From showers to Sochi to Sam's sacks, 2014 was quite the year for LGBT athletes and fans. Here are some of our favorite moments for gay athletes and allies this year.
After penning the poetically genius open letter to Maryland state delegate Emmett C. Burns back in 2012, Chris Kluwe found himself in hot water with his then-NFL team, the Minnesota Vikings. Kluwe alleges he was discriminated against by the Vikings — specifically special teams coordinator Mike Priefer — for his pro-LGBT activism, and eventually released by the team for his outspokenness. Priefer served a three-game suspension after an internal investigation confirmed some of Kluwe’s allegations against him.
Prior to the start of the college football season, Arizona State backup offensive lineman Edward “Chip” Sarafin came out publicly as gay, making him the only active player in major college football to do so. As a redshirt, Sarafin had already earned his bachelor’s degree in biomedical engineering prior to the season’s start, and he is currently pursuing a master’s degree in the same field. He is also studying for the MCATs and has taken on a number of football-related community outreach projects. As he told Compete, the magazine that first broke the story, “Someone who gives back to everyone, and loves his family … that is the type of man I want to be.”
Dale Scott, a 29-year MLB officiating veteran, came out as gay this fall, after an article was published featuring Scott and his husband, Mike Rausch. “My thought process was is that there’s a story about my career and how I got started in umpiring, and they’re talking to people I have known since junior high, and it didn’t seem right to have a whole story and pictures without a picture of Mike and I, someone who’s been with me through this entire process,” Scott told Outsports.
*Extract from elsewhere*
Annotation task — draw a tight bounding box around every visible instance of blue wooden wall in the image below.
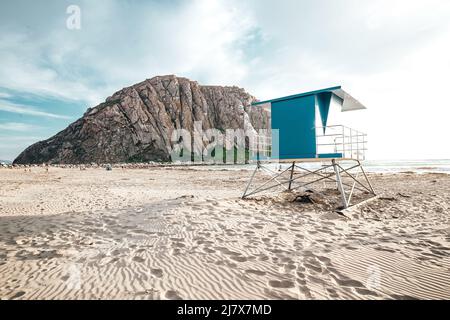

7. Blake Skelljerup gets engaged
Former New Zealand Olympic speed skater Blake Skelljerup announced his engagement to Trend Styled fashion stylist and blogger Saul Carrasco, not long after serving as an ambassador and final torchbearer for Gay Games 9 in Cleveland. The self-proclaimed boyfriend twins made their announcement on Instagram. Skelljerup is an outspoken gay athlete who was featured in the Sochi documentary To Russia With Love.
6. The 2014 Winter Olympics in Sochi
The International Olympic Committee’s decision to name Sochi, Russia, the host city for the 2014 Winter Olympics was a controversial one, and one that brought Russia’s draconian anti-LGBT legislation to the forefront. Protests were planned to combat the Russian propaganda, while other LGBT athletes and fans feared for their safety entering the games. The Olympics went off relatively without many reported incidents, but the international outcry from the gay community and allies inevitably influenced some major policy changes by the IOC.
Since coming out of retirement — and coming out of the closet — footballer Robbie Rogers has had immense success with the L.A. Galaxy. Earlier this year, the 27-year-old received a lucrative contract extension after moving from midfield to defense. Capping off a great season with the Galaxy and kicking off a book tour, Rogers became the first openly gay male athlete to win a big-time team pro sports title in the United States.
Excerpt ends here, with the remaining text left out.